Wednesday, March 16, 2016

Read Less, Study More - But How ?

Guest article by Dr. Sumit Seth
Introduction: This book ("Review of Forensic Medicine") has been written to inculcate students with a robust study technique called Retro-Analysis.
Retro-Analysis ensures active learning and builds up “cognitive muscles” that help students separate confuzers (incorrect choices that resemble the correct answers) from correct answers, thereby providing the fundamental skills required for taking any multiple choice exam successfully.
The One-Two-One Sandwich Regime: The best way to study this book, or any subject, is to follow this highly rewarding study regime, where Retro-Analysis plays a central role. A student should study each topic, chapter, or module in three stages, creating a “sandwich” formation in terms of assigned time, where the ratio presents the sequence 1:2:1 for steps I, II and III, as described below:
I. First Stage– Anterograde Reading, a first sequential reading of the text.

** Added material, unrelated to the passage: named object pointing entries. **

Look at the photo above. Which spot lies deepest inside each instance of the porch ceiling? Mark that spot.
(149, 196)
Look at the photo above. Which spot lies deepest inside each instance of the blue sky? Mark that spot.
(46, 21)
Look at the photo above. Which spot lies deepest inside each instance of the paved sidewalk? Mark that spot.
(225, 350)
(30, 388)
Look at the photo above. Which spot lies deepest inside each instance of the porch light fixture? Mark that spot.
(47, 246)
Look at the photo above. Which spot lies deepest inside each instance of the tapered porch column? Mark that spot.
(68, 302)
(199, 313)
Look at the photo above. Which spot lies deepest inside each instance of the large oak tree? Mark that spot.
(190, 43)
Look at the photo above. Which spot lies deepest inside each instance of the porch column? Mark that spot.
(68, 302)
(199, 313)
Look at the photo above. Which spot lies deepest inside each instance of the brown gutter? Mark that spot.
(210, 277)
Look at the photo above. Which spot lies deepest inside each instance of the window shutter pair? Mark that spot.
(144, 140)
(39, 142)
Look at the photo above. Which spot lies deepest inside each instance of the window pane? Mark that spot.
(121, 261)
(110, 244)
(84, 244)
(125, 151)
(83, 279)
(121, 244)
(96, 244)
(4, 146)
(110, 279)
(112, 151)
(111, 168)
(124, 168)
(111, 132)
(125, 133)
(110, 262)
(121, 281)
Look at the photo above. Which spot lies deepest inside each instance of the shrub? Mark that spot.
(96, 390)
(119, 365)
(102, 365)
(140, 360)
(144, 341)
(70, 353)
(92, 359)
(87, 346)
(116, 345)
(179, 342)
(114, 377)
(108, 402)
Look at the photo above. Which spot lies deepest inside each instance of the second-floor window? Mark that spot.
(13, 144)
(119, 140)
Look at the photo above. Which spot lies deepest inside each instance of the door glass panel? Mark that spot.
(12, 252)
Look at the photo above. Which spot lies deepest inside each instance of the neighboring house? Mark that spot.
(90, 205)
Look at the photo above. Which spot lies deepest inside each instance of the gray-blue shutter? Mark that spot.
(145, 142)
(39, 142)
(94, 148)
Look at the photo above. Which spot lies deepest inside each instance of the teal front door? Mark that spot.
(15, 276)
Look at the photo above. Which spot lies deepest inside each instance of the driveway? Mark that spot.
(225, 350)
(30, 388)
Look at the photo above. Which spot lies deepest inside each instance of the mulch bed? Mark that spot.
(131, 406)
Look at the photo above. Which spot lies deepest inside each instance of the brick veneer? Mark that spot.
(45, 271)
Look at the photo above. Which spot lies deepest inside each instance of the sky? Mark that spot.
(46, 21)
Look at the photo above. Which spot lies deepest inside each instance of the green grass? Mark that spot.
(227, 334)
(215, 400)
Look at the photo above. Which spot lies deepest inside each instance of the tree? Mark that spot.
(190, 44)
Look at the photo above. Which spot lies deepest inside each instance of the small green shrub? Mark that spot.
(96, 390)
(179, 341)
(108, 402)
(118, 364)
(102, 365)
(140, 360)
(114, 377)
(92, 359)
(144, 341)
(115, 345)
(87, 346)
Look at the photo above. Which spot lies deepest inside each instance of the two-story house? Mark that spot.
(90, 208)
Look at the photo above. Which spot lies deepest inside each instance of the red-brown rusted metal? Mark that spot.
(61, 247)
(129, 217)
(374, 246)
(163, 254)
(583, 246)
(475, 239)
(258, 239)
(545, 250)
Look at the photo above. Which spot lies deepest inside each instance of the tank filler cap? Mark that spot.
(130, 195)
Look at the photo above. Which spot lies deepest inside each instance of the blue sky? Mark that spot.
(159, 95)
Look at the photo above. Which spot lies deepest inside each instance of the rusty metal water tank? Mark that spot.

II. Second Stage–Retrograde Analysis* (see below).
III. Third Stage–Speed Revision, reading the text again, along with one’s own handwritten/highlighted annotations.
For example, if it takes one hour of anterograde reading to cover a chapter, that first reading should be followed with two hours of retroanalysis of that chapter, followed by speed revision for one hour. This is the One-Two-One Sandwich Regime.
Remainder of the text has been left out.